Sick of being on your own and keen to find love again? Here’s the guilt-free way to make it happen
You’ve done a day’s work, cooked the dinner, cleaned up, put your children to bed and now at last you can look forward to putting your feet up.
But all you have to look forward to is another night in. Alone.
Life as a single parent is exhausting. Sometimes it can feel like all you do is juggle work, childcare and school runs, and then, at the end of the day, there is no one to share it all with.
One in four families in the UK is now a single parent family, yet many people who have been through divorce or separation aren’t ready to be on their own forever.
They want to meet someone special. They want their happily ever after.
But how do you do this when you have children to consider — or if you feel guilty about moving on?
Dating coach, Jo Barnett, says: ‘Many single parents — mums in particular — worry or feel guilty about introducing someone new to their children, so often they’ll put off dating, using this guilt as an excuse.
‘But actually you need to overcome these things if you are ever going to meet anyone. Remember that when your children grow up and leave home, you’ll be alone, so it’s important
to make the effort to get out there again.’
Jo says the first step is to write a list: ‘Include what you want from a potential partner but also what you want for yourself. It’s important to keep track of your own goals too.’
Jo says another important step is letting go.

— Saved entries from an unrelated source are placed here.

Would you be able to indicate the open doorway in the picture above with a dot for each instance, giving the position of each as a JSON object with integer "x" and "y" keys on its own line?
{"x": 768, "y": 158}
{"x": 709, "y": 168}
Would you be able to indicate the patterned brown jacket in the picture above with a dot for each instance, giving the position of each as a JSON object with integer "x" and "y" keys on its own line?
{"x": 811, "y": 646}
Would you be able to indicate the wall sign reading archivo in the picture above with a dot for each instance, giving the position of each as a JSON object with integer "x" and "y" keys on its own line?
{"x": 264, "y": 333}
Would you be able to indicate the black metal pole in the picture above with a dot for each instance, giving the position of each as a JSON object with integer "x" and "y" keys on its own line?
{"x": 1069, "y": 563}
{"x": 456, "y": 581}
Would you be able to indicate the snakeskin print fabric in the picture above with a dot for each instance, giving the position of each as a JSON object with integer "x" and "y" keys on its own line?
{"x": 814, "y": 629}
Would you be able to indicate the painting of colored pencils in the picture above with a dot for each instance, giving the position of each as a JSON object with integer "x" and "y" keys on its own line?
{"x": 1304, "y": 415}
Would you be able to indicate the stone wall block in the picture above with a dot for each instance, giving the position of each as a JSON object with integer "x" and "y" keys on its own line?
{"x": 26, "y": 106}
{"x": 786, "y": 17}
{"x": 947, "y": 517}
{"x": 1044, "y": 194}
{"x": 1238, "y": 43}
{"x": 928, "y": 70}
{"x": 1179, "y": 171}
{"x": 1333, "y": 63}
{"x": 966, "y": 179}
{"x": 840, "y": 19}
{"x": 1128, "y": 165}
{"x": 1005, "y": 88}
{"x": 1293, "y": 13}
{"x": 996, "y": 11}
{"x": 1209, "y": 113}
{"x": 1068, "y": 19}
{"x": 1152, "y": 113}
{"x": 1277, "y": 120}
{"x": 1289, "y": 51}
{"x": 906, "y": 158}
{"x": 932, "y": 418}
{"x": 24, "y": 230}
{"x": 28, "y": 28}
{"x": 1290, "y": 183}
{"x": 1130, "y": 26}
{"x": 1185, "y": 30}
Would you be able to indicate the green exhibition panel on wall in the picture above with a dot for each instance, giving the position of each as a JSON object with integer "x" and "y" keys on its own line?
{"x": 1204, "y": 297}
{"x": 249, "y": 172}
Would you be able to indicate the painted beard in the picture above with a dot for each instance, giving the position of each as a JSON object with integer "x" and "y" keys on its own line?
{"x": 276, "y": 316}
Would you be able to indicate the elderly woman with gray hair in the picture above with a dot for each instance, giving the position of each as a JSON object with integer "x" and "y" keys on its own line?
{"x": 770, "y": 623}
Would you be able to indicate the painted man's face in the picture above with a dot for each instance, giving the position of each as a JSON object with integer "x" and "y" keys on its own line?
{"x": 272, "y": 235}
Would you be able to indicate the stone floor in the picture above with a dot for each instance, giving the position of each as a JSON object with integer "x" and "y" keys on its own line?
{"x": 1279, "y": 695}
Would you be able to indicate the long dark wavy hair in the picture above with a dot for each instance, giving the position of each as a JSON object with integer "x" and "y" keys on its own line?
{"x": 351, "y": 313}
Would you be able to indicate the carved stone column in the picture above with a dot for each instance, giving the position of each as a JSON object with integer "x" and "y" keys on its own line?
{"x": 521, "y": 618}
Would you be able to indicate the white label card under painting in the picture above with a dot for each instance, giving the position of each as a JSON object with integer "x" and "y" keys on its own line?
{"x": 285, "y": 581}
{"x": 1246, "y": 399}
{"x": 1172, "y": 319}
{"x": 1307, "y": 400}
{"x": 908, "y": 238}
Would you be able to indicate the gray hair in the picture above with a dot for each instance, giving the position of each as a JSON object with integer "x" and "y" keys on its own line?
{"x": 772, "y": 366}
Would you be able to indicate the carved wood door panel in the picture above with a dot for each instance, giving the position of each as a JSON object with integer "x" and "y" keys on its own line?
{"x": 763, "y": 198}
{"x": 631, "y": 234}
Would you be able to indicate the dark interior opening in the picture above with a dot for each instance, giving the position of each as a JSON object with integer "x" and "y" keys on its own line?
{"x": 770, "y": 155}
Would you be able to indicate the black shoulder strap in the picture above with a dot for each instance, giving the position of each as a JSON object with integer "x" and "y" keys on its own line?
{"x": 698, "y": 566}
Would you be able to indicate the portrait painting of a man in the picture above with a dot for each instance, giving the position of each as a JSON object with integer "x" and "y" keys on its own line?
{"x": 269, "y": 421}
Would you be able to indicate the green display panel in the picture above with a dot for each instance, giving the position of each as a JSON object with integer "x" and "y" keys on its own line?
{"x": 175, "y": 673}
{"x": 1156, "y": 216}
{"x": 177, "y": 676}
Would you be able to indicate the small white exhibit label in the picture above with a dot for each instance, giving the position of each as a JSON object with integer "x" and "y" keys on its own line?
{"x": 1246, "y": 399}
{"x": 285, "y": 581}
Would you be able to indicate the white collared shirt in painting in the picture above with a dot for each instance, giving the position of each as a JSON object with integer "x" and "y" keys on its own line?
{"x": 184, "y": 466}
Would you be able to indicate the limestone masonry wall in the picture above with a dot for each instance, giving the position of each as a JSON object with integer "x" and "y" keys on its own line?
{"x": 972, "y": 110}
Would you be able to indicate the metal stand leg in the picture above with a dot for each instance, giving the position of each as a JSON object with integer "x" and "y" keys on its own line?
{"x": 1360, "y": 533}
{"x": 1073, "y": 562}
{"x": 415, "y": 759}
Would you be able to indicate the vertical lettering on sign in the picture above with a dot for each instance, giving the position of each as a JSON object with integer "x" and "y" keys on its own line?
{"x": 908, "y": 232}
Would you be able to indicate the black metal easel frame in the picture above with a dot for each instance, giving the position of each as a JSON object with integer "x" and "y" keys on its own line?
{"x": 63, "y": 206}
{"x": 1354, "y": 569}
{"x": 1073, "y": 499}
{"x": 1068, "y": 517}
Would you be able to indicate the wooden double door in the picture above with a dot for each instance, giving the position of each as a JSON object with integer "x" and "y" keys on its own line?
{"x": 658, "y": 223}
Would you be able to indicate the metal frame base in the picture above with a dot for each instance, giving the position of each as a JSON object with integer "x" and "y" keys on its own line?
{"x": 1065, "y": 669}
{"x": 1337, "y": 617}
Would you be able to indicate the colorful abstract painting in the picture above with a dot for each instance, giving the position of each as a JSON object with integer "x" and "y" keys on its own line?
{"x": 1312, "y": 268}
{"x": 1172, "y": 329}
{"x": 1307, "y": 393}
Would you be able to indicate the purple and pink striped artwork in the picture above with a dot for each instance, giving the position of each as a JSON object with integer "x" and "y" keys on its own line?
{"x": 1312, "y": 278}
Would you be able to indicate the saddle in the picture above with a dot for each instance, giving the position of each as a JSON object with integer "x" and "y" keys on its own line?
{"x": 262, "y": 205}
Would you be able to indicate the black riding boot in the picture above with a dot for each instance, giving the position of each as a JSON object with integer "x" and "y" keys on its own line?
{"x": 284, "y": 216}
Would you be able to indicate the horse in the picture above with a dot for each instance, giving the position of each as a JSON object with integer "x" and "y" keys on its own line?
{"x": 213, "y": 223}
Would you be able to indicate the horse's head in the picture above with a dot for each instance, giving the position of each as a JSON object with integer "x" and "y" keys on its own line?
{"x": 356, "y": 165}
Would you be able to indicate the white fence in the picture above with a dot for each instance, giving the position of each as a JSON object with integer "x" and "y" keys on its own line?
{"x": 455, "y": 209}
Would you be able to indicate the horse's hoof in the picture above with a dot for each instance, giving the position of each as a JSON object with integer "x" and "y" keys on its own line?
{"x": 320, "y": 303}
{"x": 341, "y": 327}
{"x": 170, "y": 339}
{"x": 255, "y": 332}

‘Before dating again, you need to move on from past relationships and let go of any anger. You don’t want to be going on dates with that past anger or upset with you,’
But what if you simply don’t have time to date again?
On a practical level, Jo concedes it can be very hard when you need to find someone to look after your children: ‘For childcare, get your ex involved. If he has them two nights a week, use those days to date again. If your ex doesn’t do this, get a babysitter or ask a friend to help you out. Then you need to get out there, but also join dating apps like Bumble or Happn — where you can “like” people you’ve actually crossed paths with.
‘Get out in the real world too. Join a club or do something you enjoy to meet other people.’
If you do manage to meet someone you like, what are the dos and don’ts? Should you put off telling your dream partner that you’re a single parent?
‘Don’t pretend you don’t have children,’ Jo says. ‘That’s a big no. You need to be honest from the start because you’ll be found out eventually.’
Another important thing, says Jo, is not to introduce a date to your children too soon.
She says: ‘For safety reasons and to feel confident about your children meeting a potential partner, I’d wait at least five dates before introducing them.
‘Don’t forget the relationship might not work out so you don’t want children to think this person is “the one” if it then doesn’t continue.
‘Introduce your date as a friend first. Don’t hold hands or be overly demonstrative in front of your children. Take it slowly and then, if your new date also has children, you can think about meeting up all together with his children and yours.’
You’ve every right to feel happy. And a happy parent usually means a happy child.